I was living in a little rathole on the backside of Boston’s Beacon Hill. Its principal amenity was a solitary window looking out onto the street. It was cheap, and after a few beers, you stopped paying attention to the upstairs neighbors alternately screwing or fighting.
If the above description sounds a bit over the top, I assure you that I leave out details you’d prefer not to know. Besides, I spent as little time in the “studio apartment” as I could, most of the rest of it on the street, in local coffeehouses, bars, donut shops, and friends’ homes.
In my mind, I still see the view down the street that afternoon, the long view towards the base of the hill and the river beyond; my friend Chuck was overflowing describing to me the variety, type, and quality of the compositions he’d be able to write after he married his young lady; a minor Rothschild heir. I’d met Carla once. Briefly. Chuck tried to keep her away from his scrubby friends on the “Hill.” It was a goal I was sympathetic towards, knowing exactly how forlorn a bunch we were. But Carla was fussing over Chuck’s rumpled appearance and unbrushed hair. She was taking him to a haberdashery for a nice suit. Something Carla could present him to Mommy and Daddy in. She was sure that he’d clean up nicely.
Trust me; I felt happy for Chuck. All his friends assumed that Carla would “make something” of Chuck.

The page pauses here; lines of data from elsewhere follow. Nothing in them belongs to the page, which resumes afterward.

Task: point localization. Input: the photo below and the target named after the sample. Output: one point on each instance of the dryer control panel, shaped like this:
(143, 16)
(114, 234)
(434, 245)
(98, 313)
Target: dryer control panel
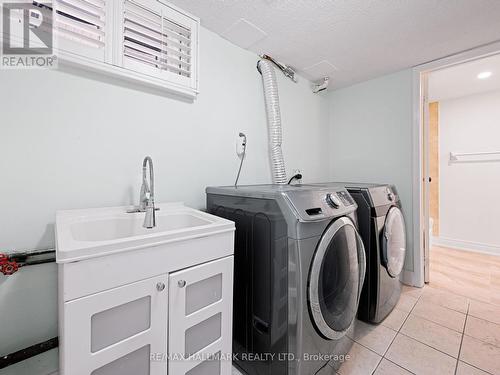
(320, 203)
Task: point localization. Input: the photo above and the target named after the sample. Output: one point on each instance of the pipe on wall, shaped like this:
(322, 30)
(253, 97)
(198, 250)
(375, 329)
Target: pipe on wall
(273, 121)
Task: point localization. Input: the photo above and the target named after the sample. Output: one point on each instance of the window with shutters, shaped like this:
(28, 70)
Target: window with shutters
(148, 41)
(83, 27)
(159, 41)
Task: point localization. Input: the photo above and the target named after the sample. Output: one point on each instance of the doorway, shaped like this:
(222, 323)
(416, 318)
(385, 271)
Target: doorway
(460, 175)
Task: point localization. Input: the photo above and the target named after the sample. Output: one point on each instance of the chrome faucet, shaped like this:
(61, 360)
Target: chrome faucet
(147, 196)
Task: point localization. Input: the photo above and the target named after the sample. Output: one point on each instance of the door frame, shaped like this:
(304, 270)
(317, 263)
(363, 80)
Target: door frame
(420, 162)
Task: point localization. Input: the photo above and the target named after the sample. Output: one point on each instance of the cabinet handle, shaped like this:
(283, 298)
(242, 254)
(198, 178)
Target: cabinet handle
(160, 287)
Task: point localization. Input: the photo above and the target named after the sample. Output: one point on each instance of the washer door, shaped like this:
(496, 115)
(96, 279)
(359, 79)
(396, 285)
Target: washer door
(336, 278)
(394, 242)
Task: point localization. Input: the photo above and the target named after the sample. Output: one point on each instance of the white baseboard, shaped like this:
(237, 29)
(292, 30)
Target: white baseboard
(476, 247)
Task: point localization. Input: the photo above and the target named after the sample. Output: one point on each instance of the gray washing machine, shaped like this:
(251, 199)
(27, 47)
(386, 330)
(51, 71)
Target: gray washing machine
(299, 271)
(382, 227)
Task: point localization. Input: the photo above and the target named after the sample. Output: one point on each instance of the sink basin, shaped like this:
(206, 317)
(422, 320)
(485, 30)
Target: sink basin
(83, 234)
(131, 226)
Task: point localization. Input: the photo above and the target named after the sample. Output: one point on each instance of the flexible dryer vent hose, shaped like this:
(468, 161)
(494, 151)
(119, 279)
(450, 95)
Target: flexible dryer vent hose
(273, 121)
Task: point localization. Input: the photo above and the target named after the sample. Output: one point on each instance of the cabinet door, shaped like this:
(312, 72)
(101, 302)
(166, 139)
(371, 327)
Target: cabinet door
(121, 331)
(200, 319)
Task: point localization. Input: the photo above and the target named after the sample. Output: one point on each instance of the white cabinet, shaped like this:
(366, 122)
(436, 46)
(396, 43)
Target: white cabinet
(153, 303)
(180, 324)
(200, 319)
(117, 331)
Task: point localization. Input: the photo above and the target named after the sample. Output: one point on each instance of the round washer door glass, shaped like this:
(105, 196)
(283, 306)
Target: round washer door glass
(336, 277)
(394, 242)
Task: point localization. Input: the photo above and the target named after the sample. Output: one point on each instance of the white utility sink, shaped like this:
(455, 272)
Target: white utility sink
(83, 234)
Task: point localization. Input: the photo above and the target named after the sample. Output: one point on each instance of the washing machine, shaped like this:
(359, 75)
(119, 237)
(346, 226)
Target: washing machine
(382, 227)
(298, 275)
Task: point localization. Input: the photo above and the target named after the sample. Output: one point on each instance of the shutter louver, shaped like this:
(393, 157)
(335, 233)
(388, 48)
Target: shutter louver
(151, 38)
(82, 22)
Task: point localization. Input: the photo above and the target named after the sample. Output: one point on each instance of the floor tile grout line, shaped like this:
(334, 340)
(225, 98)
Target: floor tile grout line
(444, 307)
(429, 346)
(477, 368)
(397, 333)
(394, 363)
(462, 338)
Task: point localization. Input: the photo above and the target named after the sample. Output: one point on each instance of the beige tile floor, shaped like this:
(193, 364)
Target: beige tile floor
(451, 326)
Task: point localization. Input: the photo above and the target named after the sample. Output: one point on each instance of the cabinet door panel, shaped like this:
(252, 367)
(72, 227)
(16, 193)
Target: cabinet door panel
(200, 325)
(111, 332)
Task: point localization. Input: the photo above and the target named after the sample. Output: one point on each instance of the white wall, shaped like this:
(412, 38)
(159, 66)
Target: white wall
(371, 138)
(468, 198)
(73, 141)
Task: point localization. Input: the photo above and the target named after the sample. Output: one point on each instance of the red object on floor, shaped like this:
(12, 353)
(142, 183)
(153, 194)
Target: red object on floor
(7, 267)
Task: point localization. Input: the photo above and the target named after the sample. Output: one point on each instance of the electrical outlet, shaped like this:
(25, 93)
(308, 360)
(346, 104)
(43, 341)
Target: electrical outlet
(241, 145)
(296, 172)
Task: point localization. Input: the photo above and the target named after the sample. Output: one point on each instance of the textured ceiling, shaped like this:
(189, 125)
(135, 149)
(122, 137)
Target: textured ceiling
(461, 80)
(354, 40)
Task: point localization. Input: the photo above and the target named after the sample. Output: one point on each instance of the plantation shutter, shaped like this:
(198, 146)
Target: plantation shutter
(158, 41)
(82, 27)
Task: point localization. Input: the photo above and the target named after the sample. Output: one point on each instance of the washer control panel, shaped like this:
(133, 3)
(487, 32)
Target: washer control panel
(321, 203)
(346, 198)
(332, 200)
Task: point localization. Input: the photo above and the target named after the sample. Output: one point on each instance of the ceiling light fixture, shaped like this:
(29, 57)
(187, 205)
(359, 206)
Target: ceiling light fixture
(484, 75)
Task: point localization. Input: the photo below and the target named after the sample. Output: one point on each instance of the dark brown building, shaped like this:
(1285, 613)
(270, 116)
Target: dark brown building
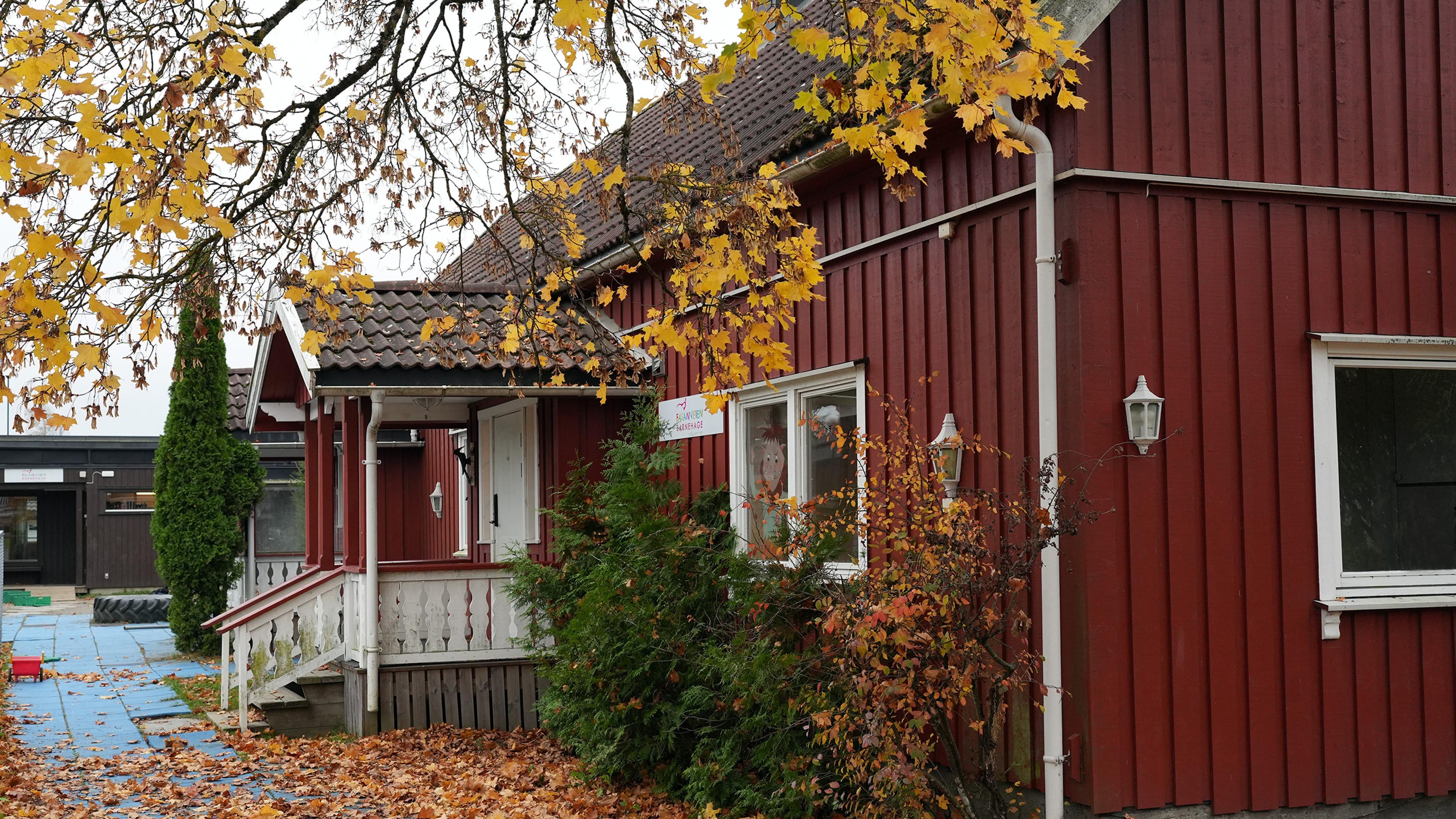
(78, 511)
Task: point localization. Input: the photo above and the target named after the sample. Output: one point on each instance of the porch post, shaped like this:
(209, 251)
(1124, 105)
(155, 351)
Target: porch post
(325, 496)
(353, 424)
(376, 417)
(311, 486)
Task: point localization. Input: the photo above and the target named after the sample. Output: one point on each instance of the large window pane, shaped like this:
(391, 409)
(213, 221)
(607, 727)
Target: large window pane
(1397, 469)
(833, 479)
(279, 520)
(19, 526)
(768, 457)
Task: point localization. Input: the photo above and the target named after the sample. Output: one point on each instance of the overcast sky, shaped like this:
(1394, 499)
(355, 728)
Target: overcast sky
(143, 412)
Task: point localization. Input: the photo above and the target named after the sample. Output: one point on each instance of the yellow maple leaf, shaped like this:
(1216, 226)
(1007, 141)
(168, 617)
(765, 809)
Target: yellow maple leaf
(312, 342)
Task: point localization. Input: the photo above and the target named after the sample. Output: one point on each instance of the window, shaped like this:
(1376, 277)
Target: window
(785, 447)
(1385, 470)
(19, 527)
(279, 520)
(130, 501)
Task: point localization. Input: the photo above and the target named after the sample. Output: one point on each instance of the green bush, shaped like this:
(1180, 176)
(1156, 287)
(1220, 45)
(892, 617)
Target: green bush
(206, 482)
(673, 655)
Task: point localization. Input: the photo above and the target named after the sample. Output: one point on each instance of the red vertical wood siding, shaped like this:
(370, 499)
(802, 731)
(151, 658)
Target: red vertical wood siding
(439, 537)
(573, 431)
(1194, 667)
(1355, 95)
(1251, 711)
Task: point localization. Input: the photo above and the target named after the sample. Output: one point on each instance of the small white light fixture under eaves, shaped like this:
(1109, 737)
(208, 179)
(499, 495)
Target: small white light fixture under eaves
(1145, 415)
(948, 450)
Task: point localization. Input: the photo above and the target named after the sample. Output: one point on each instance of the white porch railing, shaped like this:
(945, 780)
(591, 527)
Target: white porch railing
(318, 617)
(271, 571)
(265, 574)
(440, 616)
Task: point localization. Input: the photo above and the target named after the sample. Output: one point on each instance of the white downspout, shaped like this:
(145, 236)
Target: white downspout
(1053, 756)
(376, 415)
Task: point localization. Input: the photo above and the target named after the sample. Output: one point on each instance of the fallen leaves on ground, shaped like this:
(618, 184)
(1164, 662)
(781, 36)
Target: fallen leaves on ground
(442, 773)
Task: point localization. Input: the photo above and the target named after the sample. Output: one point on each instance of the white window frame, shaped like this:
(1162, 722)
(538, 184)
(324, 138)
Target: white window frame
(1340, 590)
(533, 481)
(791, 389)
(461, 441)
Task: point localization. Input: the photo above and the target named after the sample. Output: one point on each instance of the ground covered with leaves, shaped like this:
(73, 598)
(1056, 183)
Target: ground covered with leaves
(439, 773)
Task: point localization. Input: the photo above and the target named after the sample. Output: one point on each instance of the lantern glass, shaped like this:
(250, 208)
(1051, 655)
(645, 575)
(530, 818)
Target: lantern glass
(947, 466)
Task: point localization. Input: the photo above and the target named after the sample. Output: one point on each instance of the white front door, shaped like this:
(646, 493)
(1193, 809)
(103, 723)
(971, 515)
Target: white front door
(509, 484)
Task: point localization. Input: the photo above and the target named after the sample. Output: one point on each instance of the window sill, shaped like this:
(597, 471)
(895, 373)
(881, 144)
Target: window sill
(1330, 617)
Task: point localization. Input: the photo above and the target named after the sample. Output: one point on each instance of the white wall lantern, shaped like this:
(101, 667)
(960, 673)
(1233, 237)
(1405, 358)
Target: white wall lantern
(1145, 415)
(948, 456)
(437, 501)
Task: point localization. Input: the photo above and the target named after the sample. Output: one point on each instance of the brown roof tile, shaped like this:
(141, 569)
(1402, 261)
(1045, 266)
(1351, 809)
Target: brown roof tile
(386, 332)
(238, 385)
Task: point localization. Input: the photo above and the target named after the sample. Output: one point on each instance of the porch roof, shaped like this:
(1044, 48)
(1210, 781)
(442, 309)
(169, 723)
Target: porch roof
(379, 347)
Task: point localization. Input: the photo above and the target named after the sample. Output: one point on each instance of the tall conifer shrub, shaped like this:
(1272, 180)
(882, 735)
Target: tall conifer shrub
(673, 655)
(206, 482)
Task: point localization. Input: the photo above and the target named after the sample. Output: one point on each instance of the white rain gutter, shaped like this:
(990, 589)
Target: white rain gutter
(1053, 756)
(376, 417)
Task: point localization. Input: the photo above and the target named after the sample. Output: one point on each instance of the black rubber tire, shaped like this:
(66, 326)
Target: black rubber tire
(132, 609)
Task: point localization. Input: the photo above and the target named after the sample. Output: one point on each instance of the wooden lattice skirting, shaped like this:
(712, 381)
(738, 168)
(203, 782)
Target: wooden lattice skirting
(485, 694)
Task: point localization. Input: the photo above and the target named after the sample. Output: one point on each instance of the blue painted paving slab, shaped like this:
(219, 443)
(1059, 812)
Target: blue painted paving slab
(110, 677)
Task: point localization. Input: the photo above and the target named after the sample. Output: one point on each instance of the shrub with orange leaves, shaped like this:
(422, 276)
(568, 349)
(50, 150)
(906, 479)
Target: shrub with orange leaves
(928, 647)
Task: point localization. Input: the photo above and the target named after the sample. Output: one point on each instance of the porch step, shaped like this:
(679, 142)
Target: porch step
(279, 700)
(228, 720)
(309, 706)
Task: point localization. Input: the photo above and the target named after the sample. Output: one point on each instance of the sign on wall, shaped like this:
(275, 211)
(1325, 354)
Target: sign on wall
(28, 475)
(689, 418)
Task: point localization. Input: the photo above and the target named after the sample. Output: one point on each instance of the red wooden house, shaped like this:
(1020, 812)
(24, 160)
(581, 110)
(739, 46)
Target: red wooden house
(1256, 211)
(426, 468)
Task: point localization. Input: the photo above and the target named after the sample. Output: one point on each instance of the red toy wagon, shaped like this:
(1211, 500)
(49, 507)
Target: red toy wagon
(25, 667)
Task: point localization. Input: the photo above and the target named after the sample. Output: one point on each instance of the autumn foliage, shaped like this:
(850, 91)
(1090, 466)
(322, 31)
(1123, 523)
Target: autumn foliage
(928, 648)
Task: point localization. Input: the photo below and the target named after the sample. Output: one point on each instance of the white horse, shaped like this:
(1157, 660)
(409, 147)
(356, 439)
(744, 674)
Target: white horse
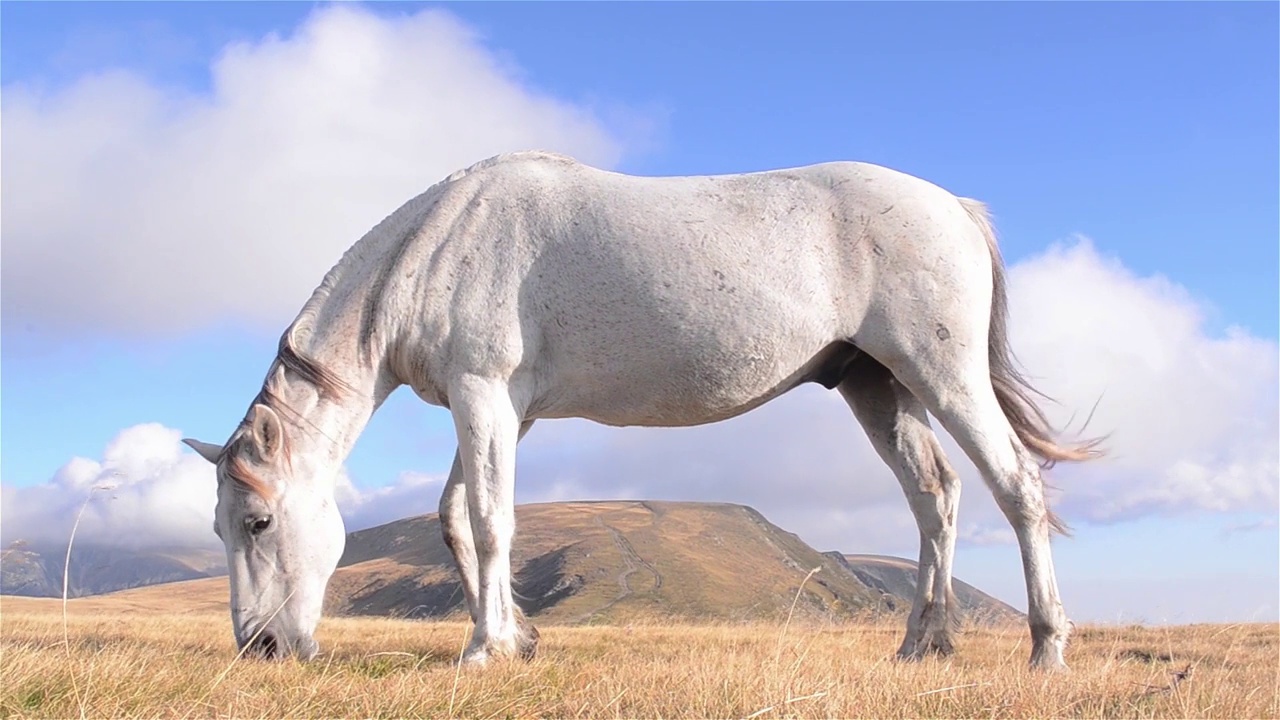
(533, 286)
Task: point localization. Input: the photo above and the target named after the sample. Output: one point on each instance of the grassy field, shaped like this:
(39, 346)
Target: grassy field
(136, 661)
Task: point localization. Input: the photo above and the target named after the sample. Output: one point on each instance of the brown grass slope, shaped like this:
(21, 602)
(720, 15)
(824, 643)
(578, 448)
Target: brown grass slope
(620, 560)
(158, 665)
(607, 563)
(36, 570)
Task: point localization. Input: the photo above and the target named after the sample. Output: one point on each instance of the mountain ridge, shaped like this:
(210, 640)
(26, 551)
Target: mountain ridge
(593, 561)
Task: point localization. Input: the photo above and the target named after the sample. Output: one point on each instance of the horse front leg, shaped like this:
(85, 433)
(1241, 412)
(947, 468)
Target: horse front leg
(488, 428)
(456, 531)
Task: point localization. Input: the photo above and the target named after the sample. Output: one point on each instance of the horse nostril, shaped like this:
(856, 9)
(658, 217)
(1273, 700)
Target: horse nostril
(265, 646)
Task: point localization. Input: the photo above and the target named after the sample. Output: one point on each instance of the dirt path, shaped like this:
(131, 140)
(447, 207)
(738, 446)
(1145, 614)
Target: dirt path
(631, 564)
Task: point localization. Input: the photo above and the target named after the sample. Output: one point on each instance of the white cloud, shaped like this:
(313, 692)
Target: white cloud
(165, 210)
(159, 496)
(152, 491)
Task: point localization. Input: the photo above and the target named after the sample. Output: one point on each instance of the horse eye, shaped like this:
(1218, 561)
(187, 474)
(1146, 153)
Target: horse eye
(259, 525)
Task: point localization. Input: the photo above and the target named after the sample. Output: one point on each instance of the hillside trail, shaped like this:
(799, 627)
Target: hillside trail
(631, 564)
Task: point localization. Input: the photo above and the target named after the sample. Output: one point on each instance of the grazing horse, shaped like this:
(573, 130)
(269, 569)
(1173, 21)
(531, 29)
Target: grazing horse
(533, 286)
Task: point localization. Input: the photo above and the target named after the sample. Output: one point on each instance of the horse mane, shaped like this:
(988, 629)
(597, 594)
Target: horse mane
(289, 358)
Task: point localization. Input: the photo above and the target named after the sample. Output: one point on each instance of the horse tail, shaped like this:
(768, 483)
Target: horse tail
(1013, 390)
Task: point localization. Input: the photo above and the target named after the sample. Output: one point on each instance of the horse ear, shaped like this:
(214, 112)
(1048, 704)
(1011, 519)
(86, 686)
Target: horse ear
(206, 450)
(268, 432)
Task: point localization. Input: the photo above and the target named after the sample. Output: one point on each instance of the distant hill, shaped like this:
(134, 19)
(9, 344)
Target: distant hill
(37, 570)
(576, 563)
(607, 561)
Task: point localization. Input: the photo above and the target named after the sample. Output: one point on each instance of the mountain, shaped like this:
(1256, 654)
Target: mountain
(37, 570)
(609, 561)
(574, 563)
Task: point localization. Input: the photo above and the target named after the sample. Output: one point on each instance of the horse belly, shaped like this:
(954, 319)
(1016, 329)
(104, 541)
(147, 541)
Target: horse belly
(670, 364)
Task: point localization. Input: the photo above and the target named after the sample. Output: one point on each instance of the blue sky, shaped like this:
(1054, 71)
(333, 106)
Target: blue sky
(1151, 130)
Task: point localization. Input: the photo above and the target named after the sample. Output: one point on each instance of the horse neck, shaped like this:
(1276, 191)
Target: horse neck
(342, 415)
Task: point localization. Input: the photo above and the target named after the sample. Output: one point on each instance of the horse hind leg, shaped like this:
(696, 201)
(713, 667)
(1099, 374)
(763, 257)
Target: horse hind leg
(959, 392)
(899, 429)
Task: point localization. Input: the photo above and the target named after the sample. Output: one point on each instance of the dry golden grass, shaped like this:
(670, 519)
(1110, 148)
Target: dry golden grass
(154, 665)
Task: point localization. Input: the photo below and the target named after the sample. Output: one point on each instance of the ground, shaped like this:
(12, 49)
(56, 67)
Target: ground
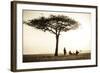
(51, 57)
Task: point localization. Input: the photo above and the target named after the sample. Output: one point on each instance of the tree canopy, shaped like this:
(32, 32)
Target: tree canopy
(54, 24)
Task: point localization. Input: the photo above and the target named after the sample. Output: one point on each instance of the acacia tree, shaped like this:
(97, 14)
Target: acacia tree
(54, 24)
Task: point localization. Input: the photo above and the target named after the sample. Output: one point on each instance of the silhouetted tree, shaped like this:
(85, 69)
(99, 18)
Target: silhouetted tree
(54, 24)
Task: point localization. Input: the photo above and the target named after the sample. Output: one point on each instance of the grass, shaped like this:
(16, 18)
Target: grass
(51, 57)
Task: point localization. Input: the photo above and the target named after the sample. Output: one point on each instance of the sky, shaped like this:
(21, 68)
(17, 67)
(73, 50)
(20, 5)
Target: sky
(38, 42)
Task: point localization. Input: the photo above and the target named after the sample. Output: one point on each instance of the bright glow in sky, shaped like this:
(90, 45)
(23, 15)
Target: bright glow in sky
(38, 42)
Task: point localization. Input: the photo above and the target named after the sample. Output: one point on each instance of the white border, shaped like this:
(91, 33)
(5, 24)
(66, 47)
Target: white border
(35, 65)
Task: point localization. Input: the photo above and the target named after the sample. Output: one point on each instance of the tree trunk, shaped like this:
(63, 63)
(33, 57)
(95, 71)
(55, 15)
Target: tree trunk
(57, 42)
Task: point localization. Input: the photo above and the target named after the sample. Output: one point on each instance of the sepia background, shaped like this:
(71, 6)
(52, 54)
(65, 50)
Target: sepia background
(38, 42)
(5, 37)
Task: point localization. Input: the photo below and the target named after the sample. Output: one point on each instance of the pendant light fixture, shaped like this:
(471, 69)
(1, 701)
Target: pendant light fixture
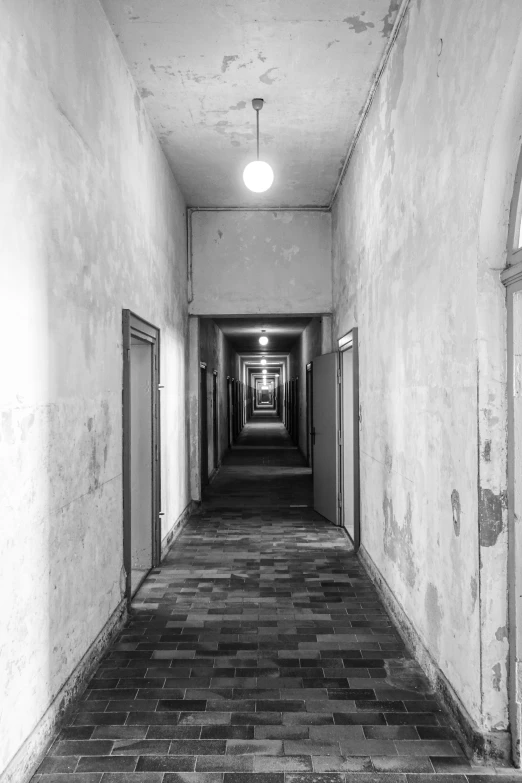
(258, 175)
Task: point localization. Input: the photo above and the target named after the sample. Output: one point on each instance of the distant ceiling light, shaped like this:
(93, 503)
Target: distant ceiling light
(258, 175)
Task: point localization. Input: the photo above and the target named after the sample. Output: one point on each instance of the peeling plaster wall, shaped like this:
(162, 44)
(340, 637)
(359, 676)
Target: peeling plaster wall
(91, 222)
(305, 350)
(219, 355)
(416, 268)
(261, 262)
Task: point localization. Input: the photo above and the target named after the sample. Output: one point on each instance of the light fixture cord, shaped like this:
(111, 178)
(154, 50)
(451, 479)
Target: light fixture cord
(257, 117)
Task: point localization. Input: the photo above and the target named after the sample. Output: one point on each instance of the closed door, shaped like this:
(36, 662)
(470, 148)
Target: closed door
(203, 425)
(141, 450)
(309, 419)
(326, 435)
(215, 432)
(141, 454)
(349, 447)
(230, 412)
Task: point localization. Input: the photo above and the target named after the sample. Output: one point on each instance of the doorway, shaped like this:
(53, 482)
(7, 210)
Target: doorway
(349, 442)
(203, 425)
(141, 452)
(230, 411)
(215, 426)
(309, 415)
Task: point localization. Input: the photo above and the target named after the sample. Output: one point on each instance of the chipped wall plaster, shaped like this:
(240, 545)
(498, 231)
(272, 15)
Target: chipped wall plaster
(92, 222)
(244, 263)
(411, 271)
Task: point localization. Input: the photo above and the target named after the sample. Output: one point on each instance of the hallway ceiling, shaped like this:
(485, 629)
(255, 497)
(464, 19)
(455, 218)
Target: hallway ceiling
(244, 333)
(198, 65)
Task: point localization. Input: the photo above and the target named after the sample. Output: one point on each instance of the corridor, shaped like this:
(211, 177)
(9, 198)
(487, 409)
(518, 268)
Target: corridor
(259, 646)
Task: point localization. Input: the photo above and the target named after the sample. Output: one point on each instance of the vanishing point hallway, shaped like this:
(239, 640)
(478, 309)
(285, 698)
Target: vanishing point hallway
(259, 646)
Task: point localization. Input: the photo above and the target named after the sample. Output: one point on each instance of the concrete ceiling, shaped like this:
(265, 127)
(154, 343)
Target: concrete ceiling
(244, 333)
(199, 63)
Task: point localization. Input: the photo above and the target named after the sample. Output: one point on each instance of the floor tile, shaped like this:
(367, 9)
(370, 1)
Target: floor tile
(258, 652)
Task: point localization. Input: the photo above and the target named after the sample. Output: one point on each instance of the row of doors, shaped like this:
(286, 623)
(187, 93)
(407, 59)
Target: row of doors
(335, 436)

And we all knew that you couldn’t sit in the coffeehouse all afternoon for the rest of your life scribbling our sonatas that you never finished. He’d wind up as a mid-level executive in Daddy’s company, drive home to an upper-tier suburb, play with the kids, sit in the study, and try to compose for an hour every night. Carla would eventually grow bored with the routine; he’d no longer be the exciting rebel she married.
What happened then was the subject of our group’s conversations when Chuck was not around. Depending on who was painting the canvas of Chuck’s future, Carla would leave him, take the kids and return to mummsie and dadums, or Chuck would, in a herculean effort, produce a grand opus and become an acclaimed composer of elevator music—the variations on themes repeated over and over. Depending on how silly, how drunk, or how despairing we felt, this could roll on for hours.
We were jealous, Chuck had found a way out, and we exercised this petty spite like sticking pins in a fetish doll to create pain.
The wedding came, and we were, of course, not invited. So Chuck disappeared, never to be seen again, and we moved on to other activities, and some of us even left the well-worn ruts we had worn into the streets of Beacon Hill.